Scatter plot emphasis on correlation between data, where user can see whether or not, two or more sets of quantitative values are correlated in certain direction in a certain degree. It is also very useful in determining trend in the data and identify the any outliners or outcast. Outliners is a data value that behaves differently from other member within the data sets. With more data points that can be exploited, scatter plot can be used in a larger and more complex data for data science. Using scatter plot, data scientist can measure the actual values in the raw data and use it against the predicted values of the model. And in terms of the 4Vs, scatterplots have been able to show that it can handle massive volume of data, as well as different varieties of data sources.

3. Tree Maps

Tree Maps is used to present a hierarchical information which offers many customization features within various of categories. The founder, Ben Shneiderman, emphasis on the purpose of tree maps, being to spot a particular conditions within a large set of data rather than quantitative comparison or to rank items. Tree maps is popular amongst both business analyst and data scientist as it is very easy to understand and to interpret. Some of the advantages including high efficiency space and high scalability, which means that the method is suitable for large hierarchical structures and the efficiency allow additional graphic data to be combined into the whole tree structure, thus “Volume” and “Variety” of the Big 4s are not an issue. As for the Velocity, tree-map is able to get a real time and interactive.

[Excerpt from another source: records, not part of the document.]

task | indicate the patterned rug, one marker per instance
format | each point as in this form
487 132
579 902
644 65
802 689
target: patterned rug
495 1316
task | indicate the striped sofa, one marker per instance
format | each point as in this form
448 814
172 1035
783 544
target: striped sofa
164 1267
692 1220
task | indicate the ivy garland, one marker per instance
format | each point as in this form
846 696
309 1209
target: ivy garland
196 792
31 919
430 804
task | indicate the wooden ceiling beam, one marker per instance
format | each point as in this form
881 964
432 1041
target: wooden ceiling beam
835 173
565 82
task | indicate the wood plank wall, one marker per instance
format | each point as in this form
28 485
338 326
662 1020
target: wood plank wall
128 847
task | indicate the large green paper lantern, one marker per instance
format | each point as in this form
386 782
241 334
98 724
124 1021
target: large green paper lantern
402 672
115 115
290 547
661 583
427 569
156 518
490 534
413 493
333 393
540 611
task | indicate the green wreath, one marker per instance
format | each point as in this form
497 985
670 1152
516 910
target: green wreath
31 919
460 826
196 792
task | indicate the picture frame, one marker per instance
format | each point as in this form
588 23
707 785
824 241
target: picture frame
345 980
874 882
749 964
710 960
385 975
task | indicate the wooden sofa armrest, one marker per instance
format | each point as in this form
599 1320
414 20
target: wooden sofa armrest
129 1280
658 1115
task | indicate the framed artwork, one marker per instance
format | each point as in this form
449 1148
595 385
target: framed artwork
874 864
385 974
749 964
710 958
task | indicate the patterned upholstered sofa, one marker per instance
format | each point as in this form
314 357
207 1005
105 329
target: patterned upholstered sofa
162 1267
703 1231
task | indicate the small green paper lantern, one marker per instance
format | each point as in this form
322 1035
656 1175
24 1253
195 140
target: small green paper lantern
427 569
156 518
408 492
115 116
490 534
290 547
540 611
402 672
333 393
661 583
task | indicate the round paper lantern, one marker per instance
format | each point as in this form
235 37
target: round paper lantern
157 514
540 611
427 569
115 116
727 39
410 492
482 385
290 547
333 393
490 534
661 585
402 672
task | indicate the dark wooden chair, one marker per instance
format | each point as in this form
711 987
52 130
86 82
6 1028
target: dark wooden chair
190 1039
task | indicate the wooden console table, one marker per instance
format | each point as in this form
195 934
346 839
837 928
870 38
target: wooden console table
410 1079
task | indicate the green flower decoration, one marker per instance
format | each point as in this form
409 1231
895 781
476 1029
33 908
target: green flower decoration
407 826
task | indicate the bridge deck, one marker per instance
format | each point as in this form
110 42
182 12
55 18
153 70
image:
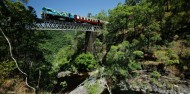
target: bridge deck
62 25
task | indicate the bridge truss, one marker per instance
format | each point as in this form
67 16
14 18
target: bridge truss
62 25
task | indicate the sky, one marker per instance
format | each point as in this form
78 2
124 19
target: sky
79 7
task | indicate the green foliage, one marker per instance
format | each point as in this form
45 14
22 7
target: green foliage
167 57
138 54
63 84
155 74
7 68
94 89
132 66
85 62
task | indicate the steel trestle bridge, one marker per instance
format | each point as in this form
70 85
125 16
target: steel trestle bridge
41 24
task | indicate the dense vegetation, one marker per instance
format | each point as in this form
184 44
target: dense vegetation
147 38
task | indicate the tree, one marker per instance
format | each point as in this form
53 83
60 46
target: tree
23 42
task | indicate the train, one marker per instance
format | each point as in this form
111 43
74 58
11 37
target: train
51 14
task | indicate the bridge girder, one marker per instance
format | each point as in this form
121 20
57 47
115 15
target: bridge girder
62 25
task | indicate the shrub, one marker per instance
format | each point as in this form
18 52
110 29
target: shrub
85 62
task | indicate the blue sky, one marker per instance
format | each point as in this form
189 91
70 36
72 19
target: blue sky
79 7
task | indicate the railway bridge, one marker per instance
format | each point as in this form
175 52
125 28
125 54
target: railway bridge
54 25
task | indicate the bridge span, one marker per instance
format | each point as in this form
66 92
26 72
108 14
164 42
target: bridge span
63 25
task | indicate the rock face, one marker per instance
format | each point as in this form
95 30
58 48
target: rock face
162 85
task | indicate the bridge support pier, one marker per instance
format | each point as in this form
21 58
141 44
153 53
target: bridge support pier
89 42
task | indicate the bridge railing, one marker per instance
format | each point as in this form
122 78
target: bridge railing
62 25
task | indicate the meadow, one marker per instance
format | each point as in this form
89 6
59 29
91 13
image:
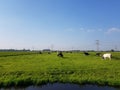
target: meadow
19 69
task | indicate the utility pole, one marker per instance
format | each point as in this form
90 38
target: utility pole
97 44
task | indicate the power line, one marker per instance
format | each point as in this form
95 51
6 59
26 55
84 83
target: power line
97 44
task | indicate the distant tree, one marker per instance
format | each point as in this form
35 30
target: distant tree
112 50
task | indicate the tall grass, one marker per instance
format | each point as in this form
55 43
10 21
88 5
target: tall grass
73 68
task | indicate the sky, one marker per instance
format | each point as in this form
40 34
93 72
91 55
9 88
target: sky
60 24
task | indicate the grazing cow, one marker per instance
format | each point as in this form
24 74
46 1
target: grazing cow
59 54
86 53
107 55
98 54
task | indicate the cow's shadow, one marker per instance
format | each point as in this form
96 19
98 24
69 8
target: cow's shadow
116 58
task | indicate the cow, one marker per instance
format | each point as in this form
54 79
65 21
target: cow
107 55
86 53
60 54
98 54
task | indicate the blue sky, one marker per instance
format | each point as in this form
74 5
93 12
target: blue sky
60 24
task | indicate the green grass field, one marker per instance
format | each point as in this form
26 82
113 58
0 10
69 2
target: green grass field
28 69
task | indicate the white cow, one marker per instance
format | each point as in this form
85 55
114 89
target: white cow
107 55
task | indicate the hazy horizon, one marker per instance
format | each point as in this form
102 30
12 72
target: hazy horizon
60 24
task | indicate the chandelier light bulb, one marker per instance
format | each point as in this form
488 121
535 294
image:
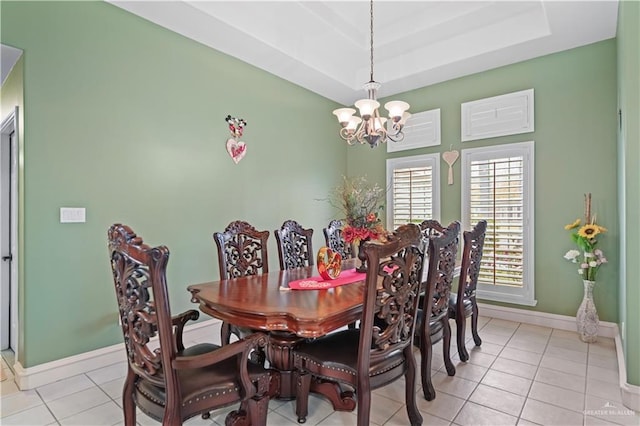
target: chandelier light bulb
370 128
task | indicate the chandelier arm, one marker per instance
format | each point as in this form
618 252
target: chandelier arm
371 128
371 39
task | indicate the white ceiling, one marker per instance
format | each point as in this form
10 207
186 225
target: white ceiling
324 45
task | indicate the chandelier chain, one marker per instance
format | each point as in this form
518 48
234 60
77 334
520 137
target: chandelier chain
371 39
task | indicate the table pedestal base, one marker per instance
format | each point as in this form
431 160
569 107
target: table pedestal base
280 356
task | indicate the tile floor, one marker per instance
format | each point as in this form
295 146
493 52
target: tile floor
521 375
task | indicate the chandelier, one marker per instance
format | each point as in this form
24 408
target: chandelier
370 127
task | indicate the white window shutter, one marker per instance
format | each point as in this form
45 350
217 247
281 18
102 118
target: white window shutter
508 114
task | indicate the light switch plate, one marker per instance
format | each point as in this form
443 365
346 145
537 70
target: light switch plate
72 215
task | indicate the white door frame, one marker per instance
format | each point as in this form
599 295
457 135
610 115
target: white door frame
9 147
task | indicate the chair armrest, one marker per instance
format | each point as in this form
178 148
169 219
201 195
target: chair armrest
179 321
240 349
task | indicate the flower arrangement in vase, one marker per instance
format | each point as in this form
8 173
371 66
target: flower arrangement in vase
361 203
590 259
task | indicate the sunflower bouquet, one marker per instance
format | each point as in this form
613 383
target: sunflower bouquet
584 235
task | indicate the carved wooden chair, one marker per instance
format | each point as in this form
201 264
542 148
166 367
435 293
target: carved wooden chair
242 251
380 351
172 383
463 303
294 245
434 316
334 240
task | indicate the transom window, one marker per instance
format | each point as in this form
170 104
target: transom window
413 189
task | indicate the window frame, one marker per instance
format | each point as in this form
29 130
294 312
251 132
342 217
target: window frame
423 160
526 294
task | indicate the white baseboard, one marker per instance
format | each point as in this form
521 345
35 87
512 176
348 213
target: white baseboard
630 393
561 322
43 374
39 375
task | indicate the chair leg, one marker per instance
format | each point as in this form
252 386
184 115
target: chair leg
225 333
128 406
446 346
460 338
425 369
474 323
303 385
257 409
410 388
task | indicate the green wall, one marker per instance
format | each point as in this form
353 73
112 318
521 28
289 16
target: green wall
126 119
575 153
629 176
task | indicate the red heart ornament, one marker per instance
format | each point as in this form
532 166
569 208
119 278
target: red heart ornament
236 149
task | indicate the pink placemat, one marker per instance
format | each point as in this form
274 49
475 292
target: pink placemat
347 276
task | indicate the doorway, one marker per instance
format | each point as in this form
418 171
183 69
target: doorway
9 235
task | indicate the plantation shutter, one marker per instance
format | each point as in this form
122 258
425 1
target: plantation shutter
413 199
497 195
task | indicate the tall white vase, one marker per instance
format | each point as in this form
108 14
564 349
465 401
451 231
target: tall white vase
587 317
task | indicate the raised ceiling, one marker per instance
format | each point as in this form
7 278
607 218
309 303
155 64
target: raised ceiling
324 45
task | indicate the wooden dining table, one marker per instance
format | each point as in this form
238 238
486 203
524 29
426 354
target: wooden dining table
265 302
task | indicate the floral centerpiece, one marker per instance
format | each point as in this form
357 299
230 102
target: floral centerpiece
585 235
361 203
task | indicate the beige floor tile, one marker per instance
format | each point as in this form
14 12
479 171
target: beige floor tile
516 368
498 399
606 390
610 411
108 373
8 387
573 344
507 382
482 359
525 344
444 405
402 419
563 380
564 365
468 371
453 385
39 415
342 418
486 348
532 358
19 401
275 419
65 387
77 402
609 362
534 329
568 354
382 408
477 415
318 410
602 374
547 414
489 336
106 414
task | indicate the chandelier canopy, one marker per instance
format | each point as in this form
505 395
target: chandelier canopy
370 127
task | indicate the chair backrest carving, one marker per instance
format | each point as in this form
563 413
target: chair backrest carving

4. Parallel Coordinates (PCP)

This method used plot against many individual data elements across many different dimensions and categories. It is very useful when looking at multidimensional data as it caters to many variables between different axis and data elements. PCP is more favorable for reading clustering, outlier detection and change detection. Although, some criticism for PCP arise due to its potential of being over-cluttered and not very easy to create in a value. However, this criticism can be reduced by using interactivity and a technique called “Brushing” where it provides a highlight in a selected lines or collection of lines whilst the others can fade out and it will be able to filter other noises. Furthermore, PCP ticked all three of V’s boxes as it provides platform for high dense volume, and variety, but also can be used as a real-time platform.

5. Tag Cloud

Many of the visualization tools are used to interpret quantitative data, and not many are able to represent qualitative one. Tag or Word Cloud (TC) is one of the tool that are able to tackle this problem. It is an effective way to evaluate text data and depict it into a word cloud, it is very useful in this day of age where text data through social media and website searches are dominant. Most times, tag cloud serves a certain number of most used tag in the defined areas, and the tag’s popularity is shown by the font size. Other attributes such as colors, intensity, or weight can be used as further visual properties.

6. Theme River

This visualization technique is design to enable the identification of trends or occurrences as well as unexpected occurrences within the themes or topics. The visualization was designed to cater multivariate data over a long period of times, and first was designed based on histogram. Both histogram and Theme River (TR) uses variations in width to characterize different variations in strength or degree of representation. However, TR simplify UI of tracking individual themes by providing a continuous “flow” from one data point to another.